The pinnacle of anti-consumerism posturing is groups that take these attitudes to a formalized public level, or even publication, with the most notable being AdBusters. To many, the AdBusters group, magazine and website represent the advance guard in the battle against consumerism, the shock troops bravely taking on the crushing forces of advertising, marketing and consumerist excess. I see them a little differently. Without putting too fine a point on it, AdBusters and its kin are irrelevant poseurs, focused on entertaining their choir with rote speeches about the awfulness of ad culture and creating ever-more elaborate posters and art—ads in all but name—for their annual celebration of “Buy Nothing Day.” For twenty-five years they’ve sat in a closed circle, virtually unknown and wholly ineffectual, more concerned about being mutually well-thought of than actually accomplishing anything outside of the group.

The AdBusters crowd is convinced that their hip, sharp “culture jamming” is breaking down the wall of consumerism and undoing the work of ad agencies and corporate culture-shapers everywhere. They are in fact more relevant—barely—as a graphic arts guild feeding ideas into commercial creative than anything else; AdBusters magazine is often shelved next to Advertising Age in commercial art and advertising firms. So much for sticking it to the Man.

What AdBusters failed to appreciate is that MAD magazine created and thoroughly exploited the possibilities of the satirical ad at the height of the “mad men” culture of the 1950s—thirty years before AdBusters’ formation. They further failed to notice that comedian [7] Stan Freberg extended the satirization to television—and began its co-option—in the early 1960s, and did so in the service of notable anti-consumerist cultural revolutionaries like Heinz, General Mills and Pillsbury.

The notion of satirizing ads to deconstruct and devalue them had become old hat even before Freberg made a brief art form (and a personal fortune) from it; the self-satirical ad has been an agency staple ever since. Even Freberg’s 1967 attempt to satirize airliner crashes on behalf of a troubled airline, regarded as one of the worst ad campaigns of all time, couldn’t kill the species or even drive it from consumer view for long. It’s not possible to watch commercial television or skim any mainstream magazine very long without seeing a satirical or self-mocking ad; viewers laugh and nod admiringly at the gutsiness of the seller… and buy the product. The notion has become so thoroughly co-opted that true satirists are left without targets. Which has not stopped AdBusters—magazine, website and acolytes—from firing blanks for three decades.
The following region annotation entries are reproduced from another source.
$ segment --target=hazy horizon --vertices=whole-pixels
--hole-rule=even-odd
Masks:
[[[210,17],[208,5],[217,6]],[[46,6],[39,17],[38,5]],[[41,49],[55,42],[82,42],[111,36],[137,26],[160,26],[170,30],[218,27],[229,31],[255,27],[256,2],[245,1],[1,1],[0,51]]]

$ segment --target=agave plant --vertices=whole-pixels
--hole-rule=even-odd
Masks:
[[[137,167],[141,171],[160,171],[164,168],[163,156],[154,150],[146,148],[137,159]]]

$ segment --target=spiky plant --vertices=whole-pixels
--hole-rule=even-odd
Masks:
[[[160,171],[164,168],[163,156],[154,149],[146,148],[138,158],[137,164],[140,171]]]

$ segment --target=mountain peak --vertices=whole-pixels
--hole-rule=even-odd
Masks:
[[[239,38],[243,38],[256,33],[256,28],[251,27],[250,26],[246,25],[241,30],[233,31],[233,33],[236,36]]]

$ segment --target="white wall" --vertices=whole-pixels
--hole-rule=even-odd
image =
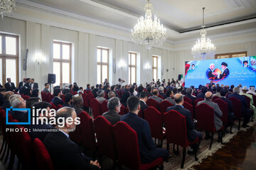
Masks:
[[[152,79],[152,55],[159,56],[159,77],[174,78],[184,74],[186,61],[193,60],[191,49],[194,42],[178,44],[166,44],[164,47],[152,47],[148,50],[144,45],[129,42],[129,35],[122,30],[104,27],[95,23],[85,23],[71,17],[38,11],[17,6],[13,18],[4,17],[0,20],[0,32],[14,33],[20,36],[20,64],[28,48],[27,70],[19,67],[19,80],[23,77],[33,77],[39,83],[40,89],[47,81],[48,73],[53,73],[53,42],[54,40],[73,43],[72,81],[79,86],[97,82],[97,47],[110,49],[110,62],[116,61],[116,73],[110,67],[111,84],[117,83],[118,78],[128,82],[128,53],[136,52],[137,62],[137,84],[144,84]],[[198,34],[199,37],[199,34]],[[212,39],[212,38],[211,38]],[[223,36],[212,39],[217,53],[247,51],[248,55],[256,55],[256,33],[245,33],[233,36]],[[35,62],[36,57],[42,57],[40,64]],[[119,67],[120,61],[126,64]],[[145,65],[150,69],[146,69]],[[161,68],[164,68],[161,75]],[[167,69],[169,72],[167,72]]]

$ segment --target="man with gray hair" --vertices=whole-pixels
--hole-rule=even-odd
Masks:
[[[96,98],[96,100],[97,100],[100,103],[102,103],[103,101],[106,100],[106,98],[104,98],[105,96],[105,92],[103,90],[99,90],[97,92],[97,97]]]
[[[218,131],[223,126],[223,122],[220,118],[223,115],[223,113],[220,110],[218,105],[216,103],[213,102],[212,100],[213,100],[213,93],[210,91],[208,91],[206,93],[205,100],[202,101],[199,101],[197,106],[201,103],[206,103],[214,109],[214,125],[216,128],[216,130]],[[206,136],[206,140],[210,139],[210,137],[208,132]]]
[[[63,107],[56,113],[56,130],[49,132],[43,143],[49,152],[54,169],[99,169],[97,160],[92,161],[84,155],[78,145],[69,139],[69,132],[75,129],[78,123],[75,109]],[[58,121],[62,119],[63,121]]]
[[[9,101],[11,107],[14,108],[26,108],[26,101],[18,94],[14,94],[11,96]],[[28,121],[27,111],[11,110],[10,112],[14,119],[17,120],[18,122],[27,123]]]
[[[242,104],[242,115],[244,117],[243,123],[242,125],[242,128],[249,127],[247,124],[249,123],[250,118],[251,117],[252,114],[253,113],[252,110],[247,109],[247,103],[246,101],[246,98],[245,96],[239,95],[240,88],[239,87],[234,87],[233,89],[233,94],[230,94],[228,96],[228,98],[236,98],[240,101],[241,101]]]
[[[109,120],[112,125],[116,124],[120,121],[121,116],[118,114],[120,112],[120,107],[121,103],[118,98],[113,97],[110,98],[107,102],[109,111],[103,113],[102,116]]]

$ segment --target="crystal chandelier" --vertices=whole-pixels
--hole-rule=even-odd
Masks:
[[[213,58],[215,54],[216,47],[211,42],[210,38],[206,38],[206,30],[205,30],[206,26],[204,25],[204,9],[205,7],[202,8],[203,9],[203,26],[202,30],[200,33],[201,37],[201,39],[198,39],[194,46],[192,48],[192,55],[196,59],[202,59],[203,60],[206,59],[212,59]]]
[[[15,0],[0,0],[0,15],[2,18],[11,14],[15,7]]]
[[[153,5],[148,0],[145,5],[145,18],[141,16],[138,23],[132,29],[132,40],[136,44],[146,45],[150,49],[153,45],[162,45],[166,40],[166,29],[160,20],[154,16],[152,20]]]

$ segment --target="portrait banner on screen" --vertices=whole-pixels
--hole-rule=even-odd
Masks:
[[[256,86],[256,56],[189,61],[185,63],[185,86],[215,84]]]

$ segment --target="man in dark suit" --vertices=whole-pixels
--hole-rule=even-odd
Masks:
[[[24,84],[26,82],[26,78],[23,78],[23,81],[18,83],[18,90],[19,90],[22,86],[24,86]]]
[[[35,82],[34,79],[31,79],[31,82],[30,84],[31,89],[38,89],[38,84]]]
[[[51,102],[53,102],[53,103],[55,106],[58,106],[58,105],[63,105],[63,101],[61,99],[62,97],[62,91],[60,88],[55,88],[53,90],[53,96],[54,98],[52,99]]]
[[[121,116],[118,114],[120,112],[120,106],[121,103],[118,98],[111,98],[107,102],[109,111],[102,114],[102,116],[109,120],[112,125],[120,121]]]
[[[140,110],[139,98],[130,96],[127,100],[127,105],[129,113],[122,115],[120,120],[127,123],[136,131],[142,163],[150,163],[159,157],[166,161],[169,157],[167,150],[156,147],[151,135],[149,123],[138,116]]]
[[[176,94],[174,96],[174,101],[176,105],[167,108],[166,112],[169,112],[171,110],[175,110],[181,115],[184,115],[186,117],[188,140],[192,142],[195,141],[197,137],[199,137],[199,141],[201,141],[202,140],[203,135],[201,132],[195,130],[195,125],[192,120],[191,113],[188,110],[184,108],[183,106],[184,103],[183,95],[181,94]],[[191,148],[193,149],[193,152],[196,152],[195,149],[197,149],[198,147],[198,146],[197,144],[191,145]],[[188,152],[189,153],[190,152]]]
[[[32,107],[34,107],[33,109],[35,110],[38,110],[38,109],[41,109],[41,110],[38,112],[39,116],[38,117],[37,115],[36,114],[35,118],[41,118],[41,120],[38,121],[38,123],[36,123],[35,125],[31,124],[29,125],[28,132],[33,140],[35,138],[38,138],[41,141],[43,141],[46,136],[49,133],[49,131],[46,130],[55,129],[53,126],[48,123],[48,119],[50,118],[50,115],[48,114],[46,115],[46,113],[49,112],[50,106],[50,104],[45,101],[39,102],[32,105]],[[37,129],[38,130],[42,130],[42,131],[38,131],[38,130],[34,131],[34,129]]]
[[[6,89],[1,88],[0,89],[0,106],[1,106],[5,101],[4,94],[6,92]]]
[[[23,99],[18,94],[12,95],[11,98],[10,98],[10,103],[14,108],[26,108],[26,101]],[[27,111],[10,110],[10,112],[14,119],[17,120],[18,122],[28,122],[28,115]]]
[[[53,161],[54,169],[99,169],[97,161],[92,161],[85,156],[75,142],[69,139],[69,132],[75,129],[78,123],[75,109],[64,107],[56,113],[56,130],[49,132],[43,140],[43,143]],[[67,121],[67,119],[69,121]],[[72,121],[70,121],[70,118]]]
[[[7,91],[15,91],[16,87],[13,82],[11,82],[11,78],[7,78],[7,83],[4,84],[4,87]]]
[[[247,125],[247,124],[249,123],[250,118],[252,115],[252,111],[247,109],[247,103],[246,101],[246,98],[244,96],[239,95],[239,92],[240,92],[240,89],[238,87],[235,87],[233,89],[233,94],[228,95],[228,98],[230,98],[234,97],[241,101],[242,115],[244,117],[244,121],[243,121],[243,124],[242,125],[242,127],[247,128],[249,127],[249,125]]]
[[[185,96],[190,98],[193,103],[193,101],[196,99],[196,97],[194,96],[192,96],[192,93],[193,93],[193,90],[191,88],[187,88],[186,89],[186,95]]]
[[[226,91],[225,90],[221,90],[220,91],[220,96],[221,96],[220,99],[228,103],[228,125],[225,125],[228,126],[229,125],[232,125],[233,123],[234,113],[233,113],[233,106],[232,101],[225,98],[225,95],[226,95],[227,93],[228,93],[228,91]]]

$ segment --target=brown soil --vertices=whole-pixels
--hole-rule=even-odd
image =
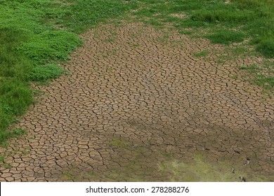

Their remaining attempt at connection to the real world is “Buy Nothing Day,” the day after U.S. Thanksgiving on which they elaborately convince each other, and hardly anyone else, to not spend any money. Their efforts have so far failed to change this day’s status as the single biggest shopping day of each year, and the impact is probably even less given that even adherents of the Day simply spend money the other 30 days or so of the ever-expanding gift-shopping season.

In the end, AdBusters’ “culture jamming” is self-referential and very nearly self-cancelling; it is the notion’s own gears that are jammed.

I don’t mean to completely dismiss AdBusters, their history of efforts nor anyone who has participated in those efforts. But they are an all-too-common example of a public group that seizes prime ground on an important issue and then does what is easy and makes them feel good, rather than what is useful, necessary and much harder. They have absorbed and misdirected much of the feeble grass-roots anti-consumerism sentiment for almost a quarter-century, without a single significant result. My message their direction is that I wish they’d grow up, shut up or put up. When they bring something more than Pantone color books and old Dave Berg clippings to the battlefield, we’ll talk.

The Illusion of Consumption Advocacy

In the last chapter, we looked at consumer advocacy just long enough to establish that it’s not any part of the renegade movement. There is more to consider about consumer advocacy in the overall spectrum of anti-consumerism, beginning with this: Consumer advocacy as it is practiced in the U.S. media is perhaps the worst of false approaches to anti-consumerism; while the message is often tepid, its ubiquity and reach gives it immense influence.

The term “consumer advocate” covers a wide spectrum, from professionals working in the highest political corridors to poorly ghostwritten local newspaper columns. For every advocate at the level of say, Ralph Nader, who has spent a professional life working on behalf of consumer rights, including the promotion of protective legislation and other systemic improvements, there are a thousand newspaper, television, magazine or syndicated consumer advocates to whom the term “anti-consumerism” is either meaningless or refers to making sure people buy the right dishwasher soap. There are also self-designated consumer advocates in specific fields—autos and food being two obvious examples—whose efforts are impossible to distinguish from straight-out flacking for manufacturers. [8]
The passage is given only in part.